The Book Mark

Books that make the grade.

Tag Archives: Tatiana De Rosnay

The Other Story



The Other Story (A) by Tatiana De Rosnay spoke to me on many levels. Though other reviewers did not appreciate this newest novel by the author of Sarah’s Key, I found it completely enjoyable.

Twenty-nine year old Nicolas Duhamel (Kolt) is basking in the power and glory bestowed upon him as a result of his first immensely successful novel, The Envelope. While renewing his French passport, he discovers a long held family secret. His father was born in Leningrad, Russia to a fifteen-year-old girl, his grandfather unknown. Since there is more mystery than fact surrounding the life of his father, he imagines his story writing an international bestseller.

The success of this novel has made Nicolas exceeding rich, recognizable and completely self-absorbed. Constantly plugged in to social media, he looses touch with himself, his family and friends. While vacationing in a luxurious resort in Italy, the disaster he has become is at long last obvious to Nicolas.

I found the story compelling. Resounding with modern day dilemmas like fame, social media, excessive wealth, lies and deceit, De Rosnay weaves her story around current events. (For example, the newspapers that Nicolas reads are riddled with the affair of the French minister and the housekeeper in a NY hotel.) The story is relevant and relatable. There is something everyone will be able to identify with. Are we all too ‘plugged-in”, too unavailable and loosing our identities? What will it take for us to realize how out of control we have become?

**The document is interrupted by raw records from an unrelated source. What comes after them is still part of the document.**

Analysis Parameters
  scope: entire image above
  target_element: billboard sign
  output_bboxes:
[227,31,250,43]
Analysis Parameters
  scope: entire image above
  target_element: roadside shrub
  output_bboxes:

It has been awhile since I’ve read a book in only a day. I could not walk away from The Other Story until the very last page. I invite you to “unplug” for a day and dive into this book. Perhaps you will see a bit of yourself there too.



The Big Bad Wolf…..

Once again I am extremely grateful for my local library; it has saved me again from a worthless purchase.  The House I Loved (F) by Tatiana De Rosnay is one of my most disappointing reads .  De Rosnay of  Sarah’s Key falls way short of the mark here. I would hardly consider The House I Loved a novel; it is more like a glorified short story.

Paris in the 1860’s was a city under siege.  Baron Haussmann, under the direction of Emperor Napoleon III, was modernizing the city by gutting the old to make way for the new.  Rose Bazelet is the widow of Armand Bazelet who has lived in the house on Childebert his entire life.  His family has lived there for generations and now it is to be demolished because it is in the way of the construction of the Boulevard Saint-Germain .

While the house appears to be evacuated, we find that Rose has taken up residence in a hidden storage area in the basement.  It is there that she is writing a letter  to her deceased husband.  She is reliving memories and catching him up on things that have occurred since his passing. She reveals a secret that has haunted her for twenty years.  She doesn’t intend to ever leave her home.  She writes freely and openly because she knows no one will ever find her letter.

While the outcome is obvious from the very beginning, I still found it unbelievable.  We have all lived in places that we love and we have all witnessed the extremes of political activists but the logic of secretly dying for your cause escapes me. To be perfectly honest, I was left feeling a bit angry.  I expected better from De Rosnay and kept hoping that the purpose of this story would be bigger than the story itself.  The book was only 222 pages a very quick read for me but definitely one that I could have done without.